Tag Archives: scala

Code generation for structural proxies

In the latest in the long series of slightly half-assed projects of mine that never really approach anything near completion, I’ve been tinkering with runtime code generation for structural types.

Scala’s structural types are implemented using reflection. Reflection on the JVM is unfortunately quite slow, but the dynamic language community have put a fair bit of work into figuring out how to work around these issues. So, I wondered how we could apply those lessons to Scala’s structural typing.

Which, of course, explains why I didn’t bother to so much look as what they did and went off and did my own thing. :-)

The basic idea behind my design is that for a structural type

  { def foo : Bar; 
    def baz : Bif; 
  }

we generate an interface

  trait StructuralType$$namemanglingblargh{ 
    def foo : Bar; 
    def baz : Bif; 
  }

And for each class we want to call using the structural type we generate an adapter class for it. So if I call a method using a structural type I first box it in an adapter class that implements StructuralType$$namemanglingblargh and use that to do the method call.

However, rather than generating these classes at compile time I’m experimenting with generating them at runtime. Why? Because runtime code generation is fun. :-) Also because it makes it easier to use from Java and other languages that don’t have a Scala compiler handy.

So far I’ve only done the code for generating these wrappers. I suspect I’m going to stall horribly when it comes to actually integrating it with the compiler, so I’m going to work on how to make it as usable as possible as a library first.

Initial performance tests suggest that it’s currently only slightly faster than the standard structural types if you create a wrapper at every invocation but that if you can cache the wrapper (which happens for free if you e.g. have a recursive structural method). However these tests are totally unscientific and probably wrong, so take them with a pinch of salt.

You can get the code from here: http://www.drmaciver.com/repos/proxies/

It’s not currently the prettiest of things, but it seems to work. Mostly.
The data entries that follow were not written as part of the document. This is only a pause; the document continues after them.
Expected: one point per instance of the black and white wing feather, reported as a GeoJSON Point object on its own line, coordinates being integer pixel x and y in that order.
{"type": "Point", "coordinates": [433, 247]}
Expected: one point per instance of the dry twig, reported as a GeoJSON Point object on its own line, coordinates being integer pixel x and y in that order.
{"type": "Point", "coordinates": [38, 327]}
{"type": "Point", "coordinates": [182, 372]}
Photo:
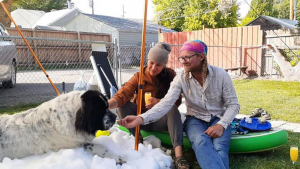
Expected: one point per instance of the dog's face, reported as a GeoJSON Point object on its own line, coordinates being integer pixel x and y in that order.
{"type": "Point", "coordinates": [94, 114]}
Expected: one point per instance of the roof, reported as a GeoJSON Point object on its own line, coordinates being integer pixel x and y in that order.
{"type": "Point", "coordinates": [284, 23]}
{"type": "Point", "coordinates": [131, 25]}
{"type": "Point", "coordinates": [56, 28]}
{"type": "Point", "coordinates": [57, 18]}
{"type": "Point", "coordinates": [26, 18]}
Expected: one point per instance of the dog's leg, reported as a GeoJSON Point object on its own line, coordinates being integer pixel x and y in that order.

Edit: As usual, I fail at ad hoc performance testing. The current probably wrong figures are that it’s about twice as fast as the structural types if you don’t cache the wrapper class.

This entry was posted in programming and tagged , on by .

Scala arrays

Update: Note that this is about the old implementation and no longer applies.

There’s been a thread on Scala debate in the last day or two about breaking the current array implementation. It’s in most regards a very tedious thread, but one thing that’s emerged in the course of the thread is that people don’t really understand how Scala arrays work. This isn’t surprising – they’re a bit confusing. It looks like they must be horribly inefficient, but actually they’re only mildly inefficient and much of the time the compiler can remove even that and treat them as normal Java arrays.

This post is basically a “What’s going on here?” post. I’ll explain some of the basics of how Scala arrays work and what you can expect in terms of performance. Warning: This post will contain JVM bytecode. If that scares you… well, close your eyes while reading or something. :-)

There are essentially two distinct cases here. The case where the arrays are polymorphic (depend on a type parameter we don’t know the class of. e.g. an Array[T]) and the case where they’re monomorphic (depend on a fully realised type parameter. e.g. an Array[Int] or an Array[String]. I’m also going to count things like Array[List[T]], where the class is known even though the actual type depends on a parameter. This is technically wrong, but works for the purpose of this discussion).

The issue here is that Scala supports polymorphic arrays where the type parameter ranges across both object and value types. This is interesting, because the JVM doesn’t. Consequently it comes with some overhead in the implementation. Occasionally this is a significant performance hit.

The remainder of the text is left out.